Именно поэтому я каждый вечер прижималась губами к мохнатой щеке Жилетт, а после прятала пропитанные спиртом тампоны в тайную прореху в матрасе: из любви, какую испытывает каждый новорожденный щенок к своей далекой матери. Думала, если устрою пожар, нас всех, все отделения – и Тихих, и Буйных, и Полубуйных, – выведут во двор, чтобы острова Полумира могли ненадолго соединиться в один материк, а я – наконец увидеть свою Мутти.
А тебе нравится огонь? Новенькая вроде бы спит, но я для верности сую ей под нос палец: в Полумире смерть и жизнь похожи как две капли воды, особенно когда нам дают Серый леденец, вызывающий глубокий сон. Однако она не спит, и как только чувствует меня рядом, тут же вздрагивает и садится: должно быть, приучилась спать чутко, чтобы всегда быть готовой встретить опасность лицом к лицу. Совсем как дикие звери.

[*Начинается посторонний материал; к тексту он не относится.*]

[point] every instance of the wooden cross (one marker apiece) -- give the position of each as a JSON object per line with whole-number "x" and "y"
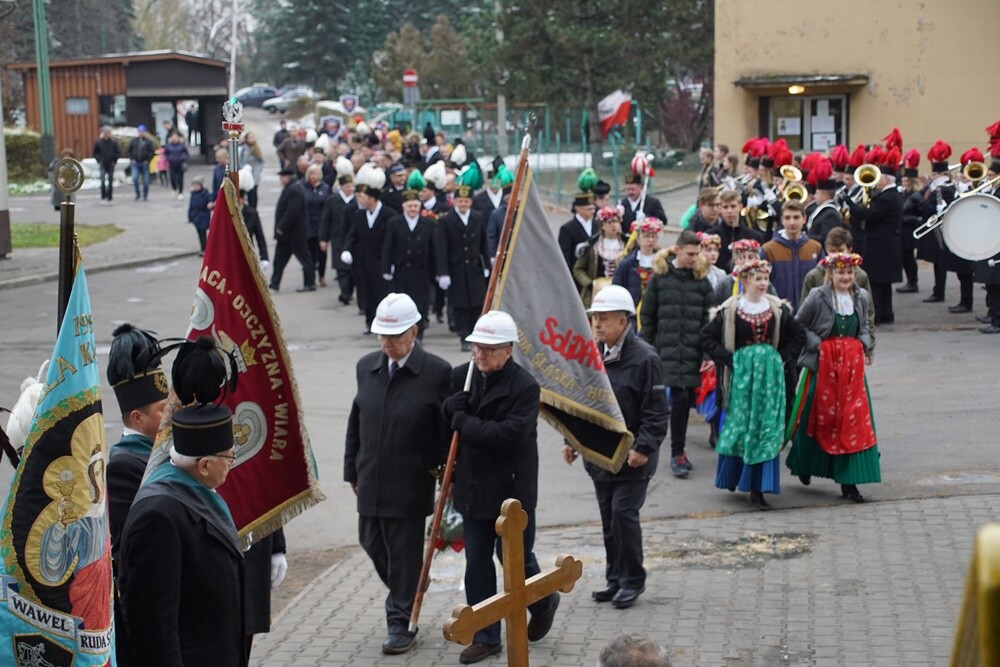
{"x": 512, "y": 604}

Прости, я тебя напугала! Я касаюсь ее щеки, но она отстраняется – быстрее, чем сам Спиди Гонзалес[11]: iAndale! iAndale![12] Как будто по кончикам пальцев пробегает Лампочкин ток.

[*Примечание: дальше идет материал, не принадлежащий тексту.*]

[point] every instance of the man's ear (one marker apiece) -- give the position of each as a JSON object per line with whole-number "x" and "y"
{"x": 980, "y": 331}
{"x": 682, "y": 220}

Так вот, продолжаю рассказывать я, мне хотелось устроить пожар, но за ночь спирт успевал выветриться, и наутро прореха в матрасе только чуть попахивала кислым. Вечно одна и та же история: чтобы устроить пожар, нужен огонь, чтобы приготовить суп, нужны овощи, чтобы быть свободным, нужна свобода. Впрочем, мне хватило бы и одной спички. Я у всех спросила, даже у Мистера Пропера, парнишки, что дежурит по мужскому отделению, время от времени занося к нам в постирочную грязное белье и забирая чистое, но он ответил, мол, спичек нет. На самом деле у Мистера Пропера имеется имя, Джоакино, но никто его так не называет с тех пор, как он выпил целый литр моющего средства. Хотел стать таким же мускулистым, как тот лысый парень на этикетке, открыть ворота и уйти. Только никому не говори, шепчу я Новенькой, прижавшись губами к ее уху: однажды, помогая Жилетт в постирочной, я стащила для него бутылку «Мистера Пропера». Мы спрятались под вонючей черной лестницей, и он, открутив крышку, сделал большой глоток. Я пощупала его бицепс, но ничего не изменилось. Он глотнул еще, и я забрала бутылку, потому что, если бы он выпил все, Жилетт непременно заметила бы. А он схватил меня за руку, притянул к себе, прижал мое тело к стене и попытался сунуть мне язык между зубами. Ощутив вкус лимона и мыла, я отпихнула его, снова протянула бутылку и предложила: давай, выпей. Он сделал еще глоток, я сказала: еще, и он глотнул еще, и еще, и еще. Я думала дождаться, пока у него изо рта пойдут мыльные пузыри, к тому же он пообещал взамен спичку. И потом, мне вовсе не хотелось снова почувствовать на своем небе его лимонный язык. Так что я просто ждала, пока он согнет руку и напряжет бицепс. Как в той рекламе: «Мистер Пропер, веселей! В доме чисто в два раза быстрей!»